We decide to go and visit the dojos, accompanied by Marine, Roubaix’s lean expert. She explains that she designed the dojo together with a small team of newly-hired postmen. They could have relied on an induction kit designed by Corporate, but they wanted to use their own words and pictures instead. “We started with a layout of our mail sorting area,” she explains, “and used it to cover all the different steps the daily processes entail. It took some iterations (and we still see improvements that could be made to it) but recent hires, upon testing the dojo, confirmed it would have saved considerable time and confusion in their early days.” The dojo is not designed to get into details, but to offer an overview of the day ahead and re-enforce the postmen’s mission, giving them a sense of purpose.

Dojos at La Poste to help mailmen in their daily work

The team also designed a pocket card to keep at hand with the most important points to remember.
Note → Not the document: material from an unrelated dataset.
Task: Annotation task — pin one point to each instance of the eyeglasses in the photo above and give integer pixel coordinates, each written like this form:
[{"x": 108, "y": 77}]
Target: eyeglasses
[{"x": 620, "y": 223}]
I can see many other dojos around the room, but these are more specific: how to manage temporary or permanent redirection of mail (still a complex manual operation), how to handle situations such as “unknown at this address”, or how to sell La Poste service offers like “Take care of my parents” (where postmen, who go past each house every day as part of their round offer to check on elderly citizens and help them out). For this last product (for all the products they are asked to sell), rather than using the advertising flyers La Poste has designed, the teams preferred building their own standard: what does the service consist of? Who can be interested? Why? What advantages are there for the customer? What do I get if I sell one? What sentences can I use in offering this service?

And the technical dojos go through a similar standard: provide the what and the why, go through the key points, practice, use multiple choice questions or games to ascertain everything is correctly understood, check the trainee on the job.


Things aren’t easy at La Poste: there is a huge daily and seasonal variability in the workload, mail-sorting operations are still organized in batches, there are improvement opportunities for ergonomics at the sorting work stations, growth opportunities are scarce, and competition is heavy. Nonetheless, Nathalie sticks to her strong belief that, if you take care of your customers and your employees, the situation will improve, and she has repeatedly demonstrated that this is the case.

As we leave the center, she tells me about the major cultural change this new focus on customer represents for La Poste. “We have to learn all the basics, but I see a lot of people willing to do so. The other day, we had a bug in our system and we discovered after the rounds that 60 parcels had to be picked up from individual mail boxes that day (this is part of a new service where you can prepare your parcel, purchase the stamp online, and have La Poste come and pick it up from you own mail box). We missed them altogether. The teams were dumbfounded. I just told them to try and recover the blunder and at least warn the customers. They rolled up their sleeves, called each of the 60 customers to tell them about the problem, went back to the rounds, managed to collect some of the parcels that same day and the rest the day after. In the end, when we got the Net Promoter Score for that period, it turned out to be 100!”

Nathalie takes her safety shoes off and puts them in the back of her car. She’s all set for tomorrow’s gemba walk.


Catherine Chabiron photograph
Catherine Chabiron is a lean coach and member of Institut Lean France.